In a post Lyn from Escape from Obesity wrote:

I lived in that "diet cycle" for years and years... I would count my calories and measure my food... all morning and then something would trigger me to throw it out the window so I could eat xyz and "start over tomorrow." And I start-over-tomorrowed myself... for the better part of a decade. Not a good thing, any way you look at it. SO many people are caught in the same cycle. You want to lose weight, but *in the moment* you want potato chips more, so you eat the chips because you can start over tomorrow. Or worse, you eat the chips and then, since you are starting over tomorrow, you hurry and eat all the other things you want - like cake and ice cream and fried chicken - because when you start over tomorrow you won't be able to have it... But then tomorrow goes the same way, and the next day does too, and it all melds together into one big off-plan eating festival with a sprinkle of dieting on top. Only, this festival does not bring you joy. It just makes you sad.

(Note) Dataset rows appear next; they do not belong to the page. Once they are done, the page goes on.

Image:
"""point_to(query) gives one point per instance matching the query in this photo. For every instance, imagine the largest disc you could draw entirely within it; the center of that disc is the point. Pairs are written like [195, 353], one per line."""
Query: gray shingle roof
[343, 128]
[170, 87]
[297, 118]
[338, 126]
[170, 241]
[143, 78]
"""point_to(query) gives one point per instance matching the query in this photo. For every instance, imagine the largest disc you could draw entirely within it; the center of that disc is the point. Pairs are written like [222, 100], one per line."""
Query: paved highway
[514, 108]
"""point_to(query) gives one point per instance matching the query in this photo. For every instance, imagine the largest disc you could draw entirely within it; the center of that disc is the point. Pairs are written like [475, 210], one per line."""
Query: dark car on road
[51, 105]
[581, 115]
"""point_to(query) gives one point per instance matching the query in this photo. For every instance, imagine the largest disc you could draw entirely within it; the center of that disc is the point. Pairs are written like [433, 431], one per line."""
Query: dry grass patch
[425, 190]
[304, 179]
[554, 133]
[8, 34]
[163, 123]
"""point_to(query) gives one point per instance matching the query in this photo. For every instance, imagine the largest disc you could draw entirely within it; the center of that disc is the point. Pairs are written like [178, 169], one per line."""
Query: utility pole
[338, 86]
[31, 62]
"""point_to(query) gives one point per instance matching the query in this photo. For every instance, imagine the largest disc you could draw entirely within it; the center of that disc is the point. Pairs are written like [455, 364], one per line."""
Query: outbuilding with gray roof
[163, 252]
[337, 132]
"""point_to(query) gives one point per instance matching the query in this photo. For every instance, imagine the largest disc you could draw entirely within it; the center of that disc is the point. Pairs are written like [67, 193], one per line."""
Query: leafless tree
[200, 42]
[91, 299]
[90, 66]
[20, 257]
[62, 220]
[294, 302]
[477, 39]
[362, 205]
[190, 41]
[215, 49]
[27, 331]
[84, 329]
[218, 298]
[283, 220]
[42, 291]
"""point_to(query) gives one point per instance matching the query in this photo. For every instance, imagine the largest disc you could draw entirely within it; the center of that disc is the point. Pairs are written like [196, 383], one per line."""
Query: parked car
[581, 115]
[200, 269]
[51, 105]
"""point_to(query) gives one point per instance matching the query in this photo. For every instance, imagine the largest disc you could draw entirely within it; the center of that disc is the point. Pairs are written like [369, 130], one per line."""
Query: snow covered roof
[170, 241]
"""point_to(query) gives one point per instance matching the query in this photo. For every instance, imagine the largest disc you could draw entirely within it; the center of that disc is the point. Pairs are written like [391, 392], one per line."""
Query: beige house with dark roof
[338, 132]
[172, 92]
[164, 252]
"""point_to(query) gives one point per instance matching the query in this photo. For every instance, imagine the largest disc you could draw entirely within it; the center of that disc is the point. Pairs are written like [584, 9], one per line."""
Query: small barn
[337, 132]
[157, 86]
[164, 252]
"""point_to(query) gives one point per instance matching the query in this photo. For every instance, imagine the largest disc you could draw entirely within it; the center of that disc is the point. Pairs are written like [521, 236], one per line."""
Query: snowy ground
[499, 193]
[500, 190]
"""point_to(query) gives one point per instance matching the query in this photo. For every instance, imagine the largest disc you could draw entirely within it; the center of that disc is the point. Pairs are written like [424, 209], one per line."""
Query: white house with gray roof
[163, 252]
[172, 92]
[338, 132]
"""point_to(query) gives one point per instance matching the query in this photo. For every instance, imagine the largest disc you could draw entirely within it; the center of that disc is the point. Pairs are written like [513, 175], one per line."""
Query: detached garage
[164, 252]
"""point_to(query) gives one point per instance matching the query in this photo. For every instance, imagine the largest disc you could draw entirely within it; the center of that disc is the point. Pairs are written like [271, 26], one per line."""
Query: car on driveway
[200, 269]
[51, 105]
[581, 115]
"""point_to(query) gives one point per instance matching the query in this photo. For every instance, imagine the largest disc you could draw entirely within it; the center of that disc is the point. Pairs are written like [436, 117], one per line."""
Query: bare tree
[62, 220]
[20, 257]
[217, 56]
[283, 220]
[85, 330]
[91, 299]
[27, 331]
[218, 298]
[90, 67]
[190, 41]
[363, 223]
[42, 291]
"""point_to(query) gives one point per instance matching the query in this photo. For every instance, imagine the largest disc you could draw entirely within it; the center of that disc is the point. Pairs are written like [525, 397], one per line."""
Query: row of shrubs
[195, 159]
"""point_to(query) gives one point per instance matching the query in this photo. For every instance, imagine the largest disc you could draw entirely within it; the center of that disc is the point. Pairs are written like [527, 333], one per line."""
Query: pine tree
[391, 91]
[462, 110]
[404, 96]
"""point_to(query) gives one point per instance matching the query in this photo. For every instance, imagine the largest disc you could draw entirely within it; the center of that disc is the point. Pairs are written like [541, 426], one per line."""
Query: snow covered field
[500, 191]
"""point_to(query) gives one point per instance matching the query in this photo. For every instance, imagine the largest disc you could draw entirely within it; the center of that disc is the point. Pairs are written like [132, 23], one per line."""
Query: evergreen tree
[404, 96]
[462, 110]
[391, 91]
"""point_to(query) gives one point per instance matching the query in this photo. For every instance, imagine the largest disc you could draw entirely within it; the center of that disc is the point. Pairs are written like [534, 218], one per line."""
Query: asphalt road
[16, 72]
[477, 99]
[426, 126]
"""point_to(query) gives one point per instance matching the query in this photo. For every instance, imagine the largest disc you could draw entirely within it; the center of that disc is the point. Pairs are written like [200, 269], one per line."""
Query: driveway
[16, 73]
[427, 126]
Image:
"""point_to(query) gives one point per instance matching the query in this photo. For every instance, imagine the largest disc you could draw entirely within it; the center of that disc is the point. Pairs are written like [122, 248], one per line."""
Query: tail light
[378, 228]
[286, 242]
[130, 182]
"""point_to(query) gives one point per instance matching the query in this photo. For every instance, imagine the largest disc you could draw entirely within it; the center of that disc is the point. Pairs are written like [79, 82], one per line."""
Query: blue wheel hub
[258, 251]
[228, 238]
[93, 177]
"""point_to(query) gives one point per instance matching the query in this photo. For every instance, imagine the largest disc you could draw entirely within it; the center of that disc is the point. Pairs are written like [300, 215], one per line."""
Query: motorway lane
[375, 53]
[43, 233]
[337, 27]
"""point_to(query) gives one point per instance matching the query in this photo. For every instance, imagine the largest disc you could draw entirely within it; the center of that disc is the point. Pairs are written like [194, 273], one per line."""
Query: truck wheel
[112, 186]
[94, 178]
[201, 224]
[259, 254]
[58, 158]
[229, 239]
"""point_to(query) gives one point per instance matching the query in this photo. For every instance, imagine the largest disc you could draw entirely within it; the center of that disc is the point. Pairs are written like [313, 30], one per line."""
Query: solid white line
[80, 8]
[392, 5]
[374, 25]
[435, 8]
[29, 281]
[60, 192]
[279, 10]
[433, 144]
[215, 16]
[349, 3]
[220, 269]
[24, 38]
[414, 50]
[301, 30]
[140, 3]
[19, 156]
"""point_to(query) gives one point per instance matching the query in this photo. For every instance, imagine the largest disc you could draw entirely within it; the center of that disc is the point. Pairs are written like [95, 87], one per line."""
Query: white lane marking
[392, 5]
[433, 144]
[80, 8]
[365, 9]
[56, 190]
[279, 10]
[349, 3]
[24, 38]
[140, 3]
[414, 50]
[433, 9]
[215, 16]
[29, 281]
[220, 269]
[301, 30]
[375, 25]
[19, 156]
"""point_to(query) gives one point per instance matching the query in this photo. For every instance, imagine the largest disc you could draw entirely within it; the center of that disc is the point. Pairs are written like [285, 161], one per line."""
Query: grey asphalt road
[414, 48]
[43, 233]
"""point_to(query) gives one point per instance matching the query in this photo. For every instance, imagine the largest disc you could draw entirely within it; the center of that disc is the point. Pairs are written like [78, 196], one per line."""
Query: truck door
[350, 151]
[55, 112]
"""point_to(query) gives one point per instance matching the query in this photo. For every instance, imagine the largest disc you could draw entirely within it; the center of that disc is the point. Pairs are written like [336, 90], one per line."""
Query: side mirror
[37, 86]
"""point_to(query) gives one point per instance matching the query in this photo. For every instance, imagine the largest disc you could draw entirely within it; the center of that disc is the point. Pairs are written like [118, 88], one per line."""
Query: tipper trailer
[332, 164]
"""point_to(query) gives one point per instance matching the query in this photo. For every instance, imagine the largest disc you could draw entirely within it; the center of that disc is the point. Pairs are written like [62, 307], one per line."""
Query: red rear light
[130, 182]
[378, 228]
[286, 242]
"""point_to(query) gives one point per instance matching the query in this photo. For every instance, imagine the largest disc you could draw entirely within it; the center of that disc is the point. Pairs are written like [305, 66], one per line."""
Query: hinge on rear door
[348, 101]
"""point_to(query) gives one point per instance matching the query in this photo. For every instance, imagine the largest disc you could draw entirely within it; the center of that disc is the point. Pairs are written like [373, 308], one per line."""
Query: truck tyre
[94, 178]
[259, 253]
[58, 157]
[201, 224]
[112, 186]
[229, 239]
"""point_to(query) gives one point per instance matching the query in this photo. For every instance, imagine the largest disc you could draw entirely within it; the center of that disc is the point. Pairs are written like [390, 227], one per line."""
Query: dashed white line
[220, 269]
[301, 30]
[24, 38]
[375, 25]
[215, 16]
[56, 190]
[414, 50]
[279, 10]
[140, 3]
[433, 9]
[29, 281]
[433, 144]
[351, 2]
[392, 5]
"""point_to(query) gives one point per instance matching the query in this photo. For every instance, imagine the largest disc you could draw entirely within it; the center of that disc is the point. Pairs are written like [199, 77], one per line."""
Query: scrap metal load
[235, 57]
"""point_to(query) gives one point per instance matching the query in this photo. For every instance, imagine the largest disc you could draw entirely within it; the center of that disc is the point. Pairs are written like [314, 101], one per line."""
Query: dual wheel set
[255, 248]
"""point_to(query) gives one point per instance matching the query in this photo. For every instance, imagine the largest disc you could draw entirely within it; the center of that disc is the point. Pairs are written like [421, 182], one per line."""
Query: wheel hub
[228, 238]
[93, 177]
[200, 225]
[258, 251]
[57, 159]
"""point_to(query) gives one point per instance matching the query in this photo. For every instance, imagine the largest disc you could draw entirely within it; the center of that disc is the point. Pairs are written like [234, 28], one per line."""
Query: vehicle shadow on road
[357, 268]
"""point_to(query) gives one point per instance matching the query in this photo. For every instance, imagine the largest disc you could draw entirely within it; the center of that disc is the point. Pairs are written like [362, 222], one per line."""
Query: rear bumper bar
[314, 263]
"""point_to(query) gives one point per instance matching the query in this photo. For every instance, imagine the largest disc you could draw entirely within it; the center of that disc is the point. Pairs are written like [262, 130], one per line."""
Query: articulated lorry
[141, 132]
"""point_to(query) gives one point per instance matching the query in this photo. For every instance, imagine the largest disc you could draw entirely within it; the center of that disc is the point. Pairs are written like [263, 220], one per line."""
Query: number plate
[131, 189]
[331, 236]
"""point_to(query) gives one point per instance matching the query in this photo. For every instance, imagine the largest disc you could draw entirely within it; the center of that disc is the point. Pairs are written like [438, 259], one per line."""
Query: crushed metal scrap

That. That has been my life. For years. Since I was 14 and first tried to start losing weight. Now, eleven years later, here I am. STILL trying to lose weight. STILL trying to break "the cycle" - still. ELEVEN years later. It's true, I'm at the lowest weight I've ever maintained in my entire adult life, and I'm only about 5 pounds shy from my lowest adult weight ever, but it doesn't soften the blow that if I had just gotten this done when I was 14, or 16, or 21, or 23 even - I would be done now.

What Lyn said rings very true to me. I can't even count how many times I've pulled the "well, today is already screwed up, might as well enjoy it" or the "I'm going to eat this right now because tomorrow I can't have it" cards. Way too many times for me to even pretend to count. And what's even crazier than the acts themselves is that I always felt completely justified in doing them. I did. Each time. It made perfect sense to me to indulge in an extra dessert, or an extra menu item, or an extra whatever it was because the following day, those food items would be omitted from my spectrum of consumption. It made perfect sense to me to overeat for the remainder of an "already screwed up day" because, hey, it was already screwed up.

Now, when I think about it - was I CRAZY!?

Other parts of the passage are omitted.